For anyone that needs to get deep in the theory of Pattern Recognition and train themselves in the field I suggest our course book Introduction to Machine Learning by Ethem Alpaydin.

A quite general phenomenon arising in all kinds of pattern recognition methods is the dilemma between bias and variance. The bias and variance we are speaking of are two properties of our model that seem to have a conflicting relation. Whenever we fit a model to a data, we can notice two properties; bias, giving us a some kind of measure on our model’s predictions’ average closeness to training data and variance, deviation of the predictions by our model from the original data. If we fit a model with a low complexity (i.e. less assumptions),  our model’s predictions on data are usually very different from real values, do not follow the real trend in data and our model introduces high bias in its predictions and because of this high bias our model will not be able to follow the real trend in data and will produce predictions that are closer to our other predictions hence low variance. As we increase the complexity, bias of our model will decrease producing much better results on prediction however our predictions will be based more strongly on our input and we will be able to fit to individual points better but a prediction will deviate more from our other predictions, increasing variance.These contrasting trends for bias and variance is the cause for bias/variance dilemma. One may question why it is called a dilemma noting that our predictions get better with more complexity and model with the highest complexity is the choice for best performance. However, we should never lose sight of the fact that we are fitting a model to the available data and actually only performance on training data is getting better. As we increase the complexity of our models, there is a critical point where our model performs best on data that it is not trained on (test data). This point corresponds to the point where sum of bias and variance for our model reaches a minimum.

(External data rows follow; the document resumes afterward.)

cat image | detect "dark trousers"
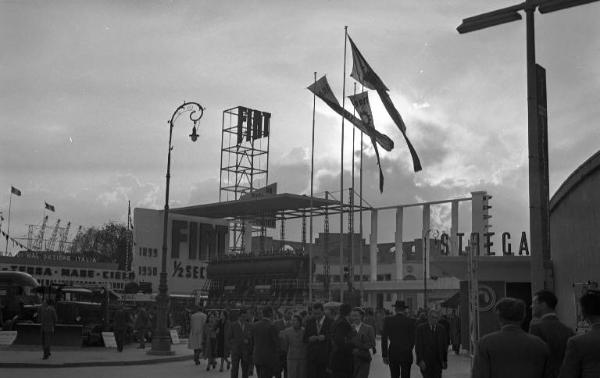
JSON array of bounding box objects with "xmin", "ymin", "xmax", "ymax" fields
[
  {"xmin": 452, "ymin": 343, "xmax": 460, "ymax": 354},
  {"xmin": 136, "ymin": 328, "xmax": 147, "ymax": 347},
  {"xmin": 306, "ymin": 360, "xmax": 329, "ymax": 378},
  {"xmin": 114, "ymin": 330, "xmax": 126, "ymax": 352},
  {"xmin": 41, "ymin": 330, "xmax": 53, "ymax": 357},
  {"xmin": 331, "ymin": 372, "xmax": 353, "ymax": 378},
  {"xmin": 389, "ymin": 361, "xmax": 412, "ymax": 378},
  {"xmin": 420, "ymin": 367, "xmax": 442, "ymax": 378},
  {"xmin": 255, "ymin": 364, "xmax": 274, "ymax": 378},
  {"xmin": 231, "ymin": 352, "xmax": 251, "ymax": 378},
  {"xmin": 280, "ymin": 352, "xmax": 287, "ymax": 378},
  {"xmin": 194, "ymin": 349, "xmax": 202, "ymax": 364}
]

In this post, we will aim to observe the bias/variance dilemma in the context of polynomial regression. We will a generate a synthetic training data by producing samples by taking points on a known function and adding a random normal noise to them. Our input function: f(x)=2sin(1.5x) where x is uniform between 0 and 5 We will add random normal noise with mean 0 and standard deviation 1. We will generate 100 samples each containing i=1,…,20 points sampled as above. We will also generate a separate validation set containing 100 points without noise.

We will fit polynomials of degree 1 to 5 to training data and calculate their bias and variances. As it can be seen from the above plot, bias of the estimator decreases with degree of the polynomial fitted while variance of the estimator increases. For every different sample, when the polynomial degree increases, the polynomials fit to samples with less error. However, since the data is taken from a noisy training set, this also means that the fitted polynomials also learn the error which harms the flexibility and estimation power of the fitted models. Average fits get closer to actual function as the degree increases and the bias of models presents a declining trend. However, variance of models rises due to the fact that polynomials also learn the noise in the data set. Total error which is the sum of bias2 and variance reaches a minimum at degree 3 which is optimal degree for the given problem. For degrees under 3, model under-fits the data while for larger degrees it over-fits.